1
votes

I developing a convolutional neural network (CNN) for image image classification.

The dataset available to me is relatively small (~35k images for both train and test sets). Each image in the dataset varies in size. The smallest image is 30 x 77 and the largest image is 1575 x 5959.

I saw this post about how to deal with images that vary in size. The post identifies the following methods for dealing with images of different sizes.

  • "Squash" images meaning they will be resized to fit specific dimensions without maintaining the aspect ratio

  • Center-crop the images to a specific size.

  • Pad the images with a solid color to a squared size, then resize.
  • Combination of the things above

These seem like reasonable suggestions, but I am unsure of which approach is most relevant for my situation where the images have significant differences in sizes. I was thinking it makes sense for me to resize the images but maintain the same aspect ratio (each image would have the same height), and then take a center crop of these images.

Does anyone else have any thoughts?

1
This is something you need to answer by experimentation, not what something we can answer.Dr. Snoopy
Not sure why this comment was appropriate. I wasn't expecting someone to do the work for me, was just hoping to understand what people have considered doing in the past or if I was missing anything to try.Zak Ray Sick
Please check what is on-topic for this site at stackoverflow.com/help/on-topic , you'll see that your question is off-topic for Stack Overflow. And in the end what I said stands, you want to know which approach is relevant, you can only get that throught experimentation.Dr. Snoopy

1 Answers

6
votes

The first important thing is: will resizing deteriorate the images?

Are your desired elements in the image all reasonably in the same scale despite the image size?

  • If yes, you should not resize, use models with variable input sizes (there is a minimum, though).
  • If no, Will resize bring your desired elements to a similar scale?
    • If yes: resize!
    • If no: better think of the other solutions

Of course you can have models that can identify your elements in many different sizes, but the bigger the differences, the more powerful the model (I believe this statement is pretty reasonable)

Keras offers you the possibility of working with different image sizes (you don't really need them to have all the same size).

For that, you just need to specify the input_shape=(None,None,input_channels).
Notice that you will need to take care of compatibilities if you're going to create and merge branches.

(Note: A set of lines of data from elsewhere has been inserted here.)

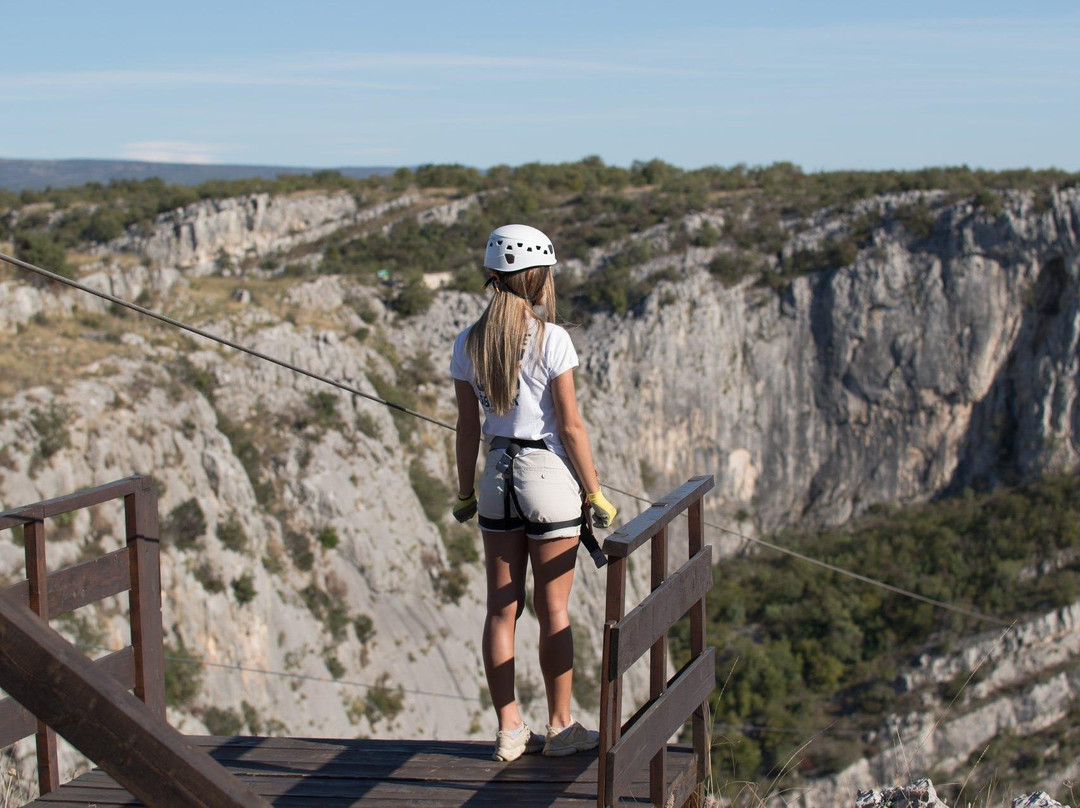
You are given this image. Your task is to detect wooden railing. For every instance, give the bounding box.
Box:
[0,476,267,808]
[596,475,716,808]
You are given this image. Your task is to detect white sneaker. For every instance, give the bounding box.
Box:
[543,722,600,757]
[491,723,544,763]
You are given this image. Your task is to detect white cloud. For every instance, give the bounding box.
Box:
[121,140,226,165]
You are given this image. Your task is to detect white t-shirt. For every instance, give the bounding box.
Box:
[450,323,578,457]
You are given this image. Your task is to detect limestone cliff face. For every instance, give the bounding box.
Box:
[579,190,1080,540]
[6,185,1080,787]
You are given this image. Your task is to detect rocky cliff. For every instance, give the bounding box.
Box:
[0,181,1080,794]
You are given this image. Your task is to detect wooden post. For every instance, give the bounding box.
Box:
[23,521,60,794]
[687,498,712,805]
[649,527,667,806]
[124,477,165,718]
[596,557,626,808]
[0,595,269,808]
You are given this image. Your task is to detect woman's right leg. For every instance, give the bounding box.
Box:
[481,530,529,730]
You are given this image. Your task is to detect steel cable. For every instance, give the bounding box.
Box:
[0,253,1012,627]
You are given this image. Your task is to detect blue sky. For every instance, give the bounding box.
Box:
[0,0,1080,171]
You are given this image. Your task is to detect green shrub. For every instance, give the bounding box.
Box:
[191,561,225,594]
[231,573,258,606]
[300,583,349,643]
[408,458,454,523]
[352,615,375,645]
[672,475,1080,780]
[240,701,264,735]
[364,673,405,726]
[164,637,205,709]
[14,230,75,278]
[284,530,315,573]
[323,648,346,679]
[201,706,244,736]
[308,390,341,431]
[217,514,247,553]
[892,202,937,239]
[315,525,341,550]
[30,402,71,460]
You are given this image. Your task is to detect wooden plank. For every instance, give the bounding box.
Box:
[662,754,701,808]
[596,557,626,808]
[2,548,131,617]
[0,597,267,808]
[608,547,713,678]
[649,527,667,805]
[23,521,60,794]
[49,548,131,617]
[31,737,693,808]
[0,698,38,749]
[687,500,713,785]
[124,477,165,718]
[0,474,150,529]
[604,474,714,558]
[605,648,716,791]
[0,648,135,749]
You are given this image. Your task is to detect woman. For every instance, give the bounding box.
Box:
[450,225,616,760]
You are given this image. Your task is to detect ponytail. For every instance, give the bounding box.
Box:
[465,267,555,415]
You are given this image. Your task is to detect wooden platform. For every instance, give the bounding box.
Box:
[30,736,693,808]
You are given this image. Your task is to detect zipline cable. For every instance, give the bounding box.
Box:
[0,253,454,430]
[607,485,1014,628]
[0,253,1012,627]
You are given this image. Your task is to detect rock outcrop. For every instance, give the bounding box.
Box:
[0,180,1080,797]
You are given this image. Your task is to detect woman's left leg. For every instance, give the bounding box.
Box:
[528,536,578,727]
[481,530,528,730]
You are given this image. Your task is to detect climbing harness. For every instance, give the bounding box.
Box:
[476,437,607,568]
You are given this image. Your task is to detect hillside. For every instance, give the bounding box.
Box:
[0,158,394,191]
[0,160,1080,794]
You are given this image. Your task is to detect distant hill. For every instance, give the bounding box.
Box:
[0,158,396,191]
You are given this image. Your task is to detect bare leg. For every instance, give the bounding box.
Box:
[482,530,529,730]
[528,536,578,727]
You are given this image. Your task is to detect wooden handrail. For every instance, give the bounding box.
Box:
[0,596,269,808]
[604,474,713,557]
[596,475,716,808]
[0,474,152,530]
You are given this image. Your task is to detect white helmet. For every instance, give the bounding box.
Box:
[484,225,555,272]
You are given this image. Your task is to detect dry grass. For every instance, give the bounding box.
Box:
[0,748,37,808]
[0,314,141,398]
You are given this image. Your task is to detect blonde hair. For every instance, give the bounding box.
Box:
[465,267,555,415]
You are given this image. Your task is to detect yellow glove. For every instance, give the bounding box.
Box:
[585,488,619,527]
[454,488,476,522]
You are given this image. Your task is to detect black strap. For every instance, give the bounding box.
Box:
[477,437,607,569]
[581,497,607,569]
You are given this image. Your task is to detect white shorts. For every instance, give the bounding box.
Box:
[476,449,581,539]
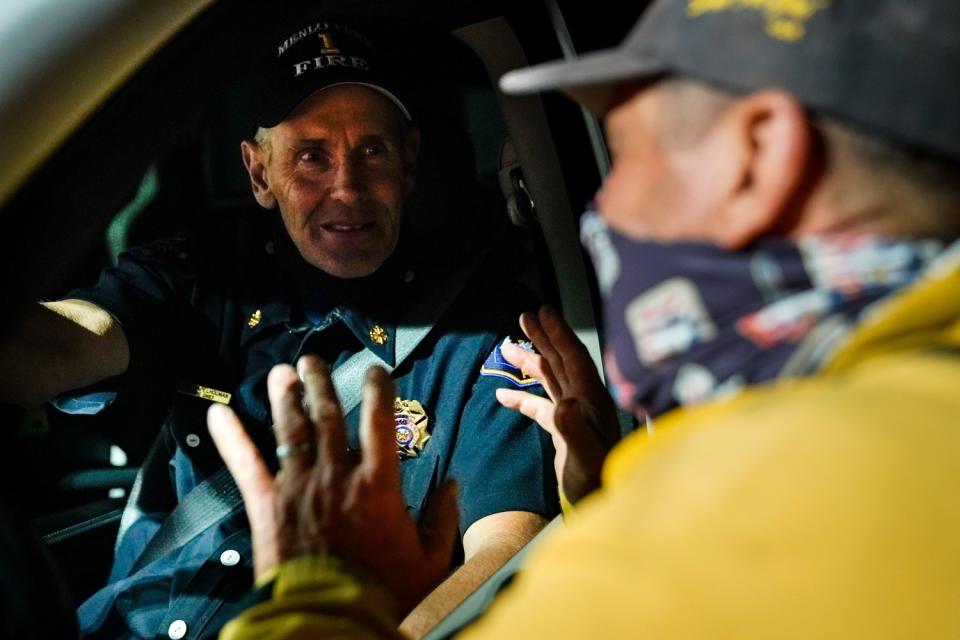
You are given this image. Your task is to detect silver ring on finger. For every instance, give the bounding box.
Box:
[277,440,313,462]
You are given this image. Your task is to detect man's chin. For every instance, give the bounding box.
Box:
[307,256,386,280]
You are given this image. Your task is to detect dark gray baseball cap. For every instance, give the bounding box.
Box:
[254,17,411,127]
[500,0,960,159]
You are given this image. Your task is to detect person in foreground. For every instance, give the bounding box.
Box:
[216,0,960,640]
[0,14,559,639]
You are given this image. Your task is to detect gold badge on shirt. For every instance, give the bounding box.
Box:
[393,398,430,458]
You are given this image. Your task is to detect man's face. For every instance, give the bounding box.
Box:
[248,85,419,278]
[596,85,716,241]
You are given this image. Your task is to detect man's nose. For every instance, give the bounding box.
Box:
[331,157,365,203]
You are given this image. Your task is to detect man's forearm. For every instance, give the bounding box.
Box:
[0,300,130,407]
[400,511,547,638]
[400,544,522,638]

With varying shapes, you will not be able to use Flatten layers, though. You will need GlobalMaxPooling2D or GlobalAveragePooling2D. Some other layers are also limited to fixed sizes, but convolutional, pooling and upsampling layers are ok.

The hard part is that you can't put different sizes in a single numpy array. Then you can:

  • resize to groups of the same size without huge variations to make training easier.
  • simply not resize and train images one by one
  • keep aspect ratio and pad the sides

But the best answer depends on your tests.